I want to shut the door on the world, unlace my armor and take off my masks. I want to leave it all behind, one naked soul meeting another at an oasis of trust. I want your body moving in rhythm with mine. I want racing hearts and gasping breaths and sweaty sheets. I want to learn every inch, every curve, every corner of you. I want to feel you nestle your body into the curve of mine, lay your head on my shoulder, and pull my arm around your waist. I want your fingers to intertwine with mine as if they always belonged there. I want my thumb to trace idle circles on your skin as I lose consciousness, for no other reason than the joy of feeling your skin against mine, no other reason than it feels like the most natural thing in the world. I want to drift off to sleep with the smell of you in my head, the feel of your heart beating in time with mine, the warmth of you against me.
I want mornings with you.
I want tingles in my arm as another reminder of you using me as a pillow. I want sunlight peeping across your face, transforming your hair splayed across the pillow into a radiant halo. I want to see you lying next to me. I want to trace with my eyes every curve that I mapped with my body. I want to see the rise and fall of your breath, and feel each one whisper against my skin. I want to hide under covers, pretending the sun has not come and enjoying the shared heat of two bodies intertwined. I want frowzy hair, wide yawns, and tender sleepy smiles. I want sudden heat in my belly. I want to forget about bed head and morning breath and become so aware of you I can hardly breathe. I want to wake you up with tender kisses, and with scorching ones. I want to untangle myself from you (eventually), and rise to take on a new day and new challenges.
I want days with you.
I want challenge and adventure. I want to hike and climb and swim with you. I want to take on nature’s greatest obstacles together and come out on the other side as champions. I want coffee shop dates and deep talks about life. I want to get inside your head and understand what drives you and what scares you.

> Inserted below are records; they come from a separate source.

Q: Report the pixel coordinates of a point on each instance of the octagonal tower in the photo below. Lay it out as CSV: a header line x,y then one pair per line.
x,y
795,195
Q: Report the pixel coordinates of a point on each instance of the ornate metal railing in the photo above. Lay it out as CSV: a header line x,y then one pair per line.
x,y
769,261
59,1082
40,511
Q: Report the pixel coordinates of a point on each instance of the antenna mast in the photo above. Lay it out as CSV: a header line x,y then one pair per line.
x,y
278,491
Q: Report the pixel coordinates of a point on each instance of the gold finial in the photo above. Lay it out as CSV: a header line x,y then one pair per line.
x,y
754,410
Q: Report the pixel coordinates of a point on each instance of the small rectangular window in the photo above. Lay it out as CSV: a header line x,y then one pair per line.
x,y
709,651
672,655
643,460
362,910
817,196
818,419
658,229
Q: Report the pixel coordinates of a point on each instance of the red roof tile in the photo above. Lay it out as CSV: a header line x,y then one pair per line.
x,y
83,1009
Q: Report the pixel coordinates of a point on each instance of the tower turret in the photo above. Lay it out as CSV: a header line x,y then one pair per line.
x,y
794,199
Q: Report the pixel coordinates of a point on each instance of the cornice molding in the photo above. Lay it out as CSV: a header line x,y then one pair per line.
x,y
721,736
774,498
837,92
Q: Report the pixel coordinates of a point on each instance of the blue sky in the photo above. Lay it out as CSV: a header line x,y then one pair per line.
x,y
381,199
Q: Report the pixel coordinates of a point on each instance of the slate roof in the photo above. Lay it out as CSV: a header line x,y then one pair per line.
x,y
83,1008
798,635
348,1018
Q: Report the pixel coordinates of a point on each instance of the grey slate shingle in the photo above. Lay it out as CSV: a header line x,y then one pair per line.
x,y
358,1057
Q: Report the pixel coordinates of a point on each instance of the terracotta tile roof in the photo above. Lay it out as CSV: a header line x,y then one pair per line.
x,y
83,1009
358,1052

I want to know where you’ve come from and where you’re going, your hopes and fears and dreams and nightmares. I want to laugh with you until I can’t breathe. I want other people to look at us like we’re crazy, and know that they’ll never understand all the fun we have. I want to sit on park benches and people-watch with you. I want you to curl into the crook of my arm and lay your head on my shoulder like it’s home. I want to point out the old man teaching a young passerby the finer points of chess. I want you to show me the children screaming and laughing as they flee from each other in an endless game of tag. I want to experience life side by side with you.
I want to close the circle. I want to go from night to morning to day, and start all over again.